# Q2 {-}
## Linear regression: bias-variance tradeoff, CV, and variable selection {-}

consider a dataset with n data points $(x^i , y^i ), x^i ∈ \mathbb{R}^n$ , following from the following linear model:

$$
y^i = \beta^{*^T} x^i + \epsilon^i, \ \ \ \ \ \ \text{i = 1, ...,m,}
$$

where $\epsilon^i$ are i.i.d. Gaussian noise with zero mean and variance $σ^2$ , and $β^∗$ is the true parameter.
Consider the ridge regression as follows:

$$
\hat{\beta}(\lambda) = \text{argmin}_{\beta}{\frac{1}{m} \sum_{i=1}^{m}(y^i - \beta^T x^i)^2 + \lambda ||\beta||_2^2}
$$

where $\lambda \leq 0$ is the regularized parameter.

#### (a) Find the closed form solution for $\hat{\beta}(\lambda)$ and its distribution conditioning on ${x^i}$ (i.e., treat them as fixed). {-}

##### **Answer** {-}
Rewriting the equation into matrix form produces:

$$
|| y-X \beta||_2^2 + \lambda || \beta ||_2^2\ \ \ \ (1)
$$

Taking the derivative of (1) with respect $\beta$ and setting equal to 0 yields

$$
= (2y-2X\beta)X + (2\lambda\beta) = 0
\\
= (2X^Ty - 2X^TX\beta) + (2\lambda\beta) = 0
\\
= (X^Ty - X^TX\beta) + (\lambda\beta) = 0\ \ \ \ (2)
$$

Solving (2) for $\beta$ yields

$$
X^Ty = X^TX\beta + \lambda\beta
\\
X^Ty = (X^TX + \lambda I)\beta
$$

$$
\boxed{(X^TX + \lambda I)^{-1}X^Ty = \beta}
$$


#### (b) Calculate the bias $E[x^T β̂(λ)] − x^T β^∗$ as a function of λ and some fixed test point x.

##### **Answer**

Since y in the answer above is 

$$
y = (X\beta + \epsilon)
$$

We can rewrite it as 

$$
\beta = (X^TX + \lambda I)^{-1} X^T(X\beta + \epsilon)
$$

Expanding produces:
$$
(X^TX + \lambda I)^{-1} X^TX\beta + (X^TX + \lambda I)^{-1} X^T \epsilon
$$

Since we desire $E[\beta]$ the equation above becomes

$$
(X^TX + \lambda I)^{-1} X^TX\beta + (X^TX + \lambda I)^{-1} X^T E[\epsilon]
$$

Since $\epsilon$ is i.i.d with mean 0 and variance $\sigma^2$, then $E[\epsilon] = 0$ which reduces the above to

$$
(X^TX + \lambda I)^{-1} X^TX\beta
$$

Therefore
$$
E[x^T\beta(\lambda)] - x^T\beta^* 
$$

$$
\boxed{(X^TX + \lambda I)^{-1} X^TX\beta - x^T\beta^*}
$$



#### (c) Calculate the variance term $E[(x^T \hat{\beta}(\lambda) - E[x^T \hat{\beta}(\lambda)])^2]$ as a function of λ {-}

Noting from above that

$$
\hat{\beta}(\lambda) = (X^TX + \lambda I)^{-1} X^TX\beta
$$

since var is under the convention of $[C^TC]$ we have

$$
(X^TX + \lambda I)^{-1} X^TX\beta [(X^TX + \lambda I)^{-1} X^TX\beta]^T \\ 
= (X^TX + \lambda I)^{-1} X^TX [\beta^T\beta](X^TX + \lambda I)^{-1} X^TX\beta
$$

Keeping note that $[\beta^T\beta] = \sigma^2(X^TX)^{-1}$ the above equation reduces down to

$$
\boxed{\sigma^2 (X^TX + \lambda I)^{-1}X^TX(X^TX + \lambda I)^{-1}}
$$

#### Use the results from parts (b) and (c) and the bias-variance decomposition to analyze the impact of λ in the mean squared error.
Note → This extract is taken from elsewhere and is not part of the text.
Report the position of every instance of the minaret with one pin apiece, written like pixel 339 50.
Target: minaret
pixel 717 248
Specifically, which term dominates when λ is small, and large, respectively? {-}

Since $MSE = bias^2 + var$, it is easy to see from the above two equations for bias and variance, when $\lambda$ is large, the variance term dominates. conversely when $\lambda$ is small, the bias term dominates

#### Now suppose we have m = 100 samples. Write a pseudo-code to explain how to use cross validation to find the optimal λ. {-}

* Initialize range of hyperparameter $\lambda$
* Divide data of size m by number of folds k
* for each fold DO:
    * fold is holdout set
    * For each hyperparameter $\lambda$ DO:
        * Train model on k-1 folds
        * Eval model on holdout fold
        * If best evaluation, keep params
    * end 
* end

#### Explain if we would like to perform variable selection, how should we change the regularization term in Equation (1) to achieve this goal. {-}

If we want to achieve a model which in essence performs variable selection, we wish to regularize the objective function such that it drives coefficient sparsity. Therefore, we can change ridge regression to LASSO regression to do this by optimizing the absolute value of the regularization term (L1 regularization)

$$
|| y-X \beta||_2^2 + \lambda || \beta ||_1
$$